Wednesday, March 28, 2007

Call for Support: Link to Google Will Eat Itself

http://www.networkcultures.org/geert/2007/03/22/call-for-support-link-to-google-will-eat-itself/
Deep ubergeek oddness. I believe they'll do what they say they will, but I'm not entirely convinced that'll be such a great outcome, don't ask me why.

5 comments:

Peter Sealy said...

If Google has blocked the site, um, what exactly is the story again?

The concept doesn't even begin to make sense - why would Google pay anyone to serve ads on hidden websites? The whole Google ad serving business is based on pay-per-click. Even if they paid for ad serving, they'd notice the absence of clicks pretty quickly.

Not Mark Flynn said...

What do they expect is going to happen if they succed and buy all of Google? And wouldn't Google have some sort of failsafe incase of someone attempting to control all it's stock, and even if that did happen, would they even have to be directly responsible to the guy who holds it?

Paul ◘ said...

I don't find anything about the model to be unworkable, but I suspect that # of shares in the hands of the model creators to be a   p r e t t y   strong incentive to take the money and run (and abandon Google To The People Public Company -currently unavailable due to "technical reasons").

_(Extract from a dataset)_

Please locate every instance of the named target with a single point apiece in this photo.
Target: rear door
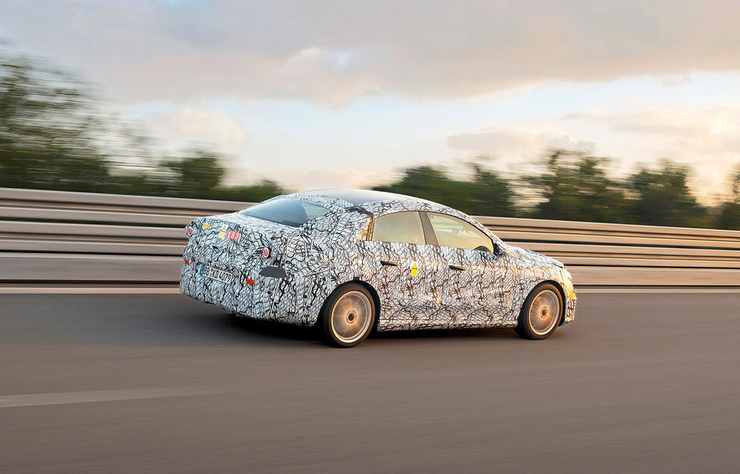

After some uberlawyer begins to fathom the concept and devotes time to ferreting out shares with beneficial ownership, possibly as enumerated according to the counter on GWEI's site, any 1:1 correspondence between share ownership and owners of record will fall under the microscope and I suspect a few more servers will find themselves disengaged.

Hector V. Achilles said...

Google PPC only generates money when someone pays to sponsor an ad. This model is predicated upon the notion that people will click on an ad that takes them to a site where nothing happens, causing the ad sponsor to fork over some cash to Google that in turn facilitates the purchase of shares in Google.

HTF does this goose, Lovink, go about duping people into paying for Google PPC ads that do this? No business owner is going to sponsor such ads.

This is a perpetual motion machine. It falls down at the point where cash is meant to enter the system.

Peter Sealy said...

Exactly.

But even taking the fraud out of the scheme, I just don't think it would be possible to buy a public company with the funds you receive as a vendor to that company. Not one worth buying, anyway.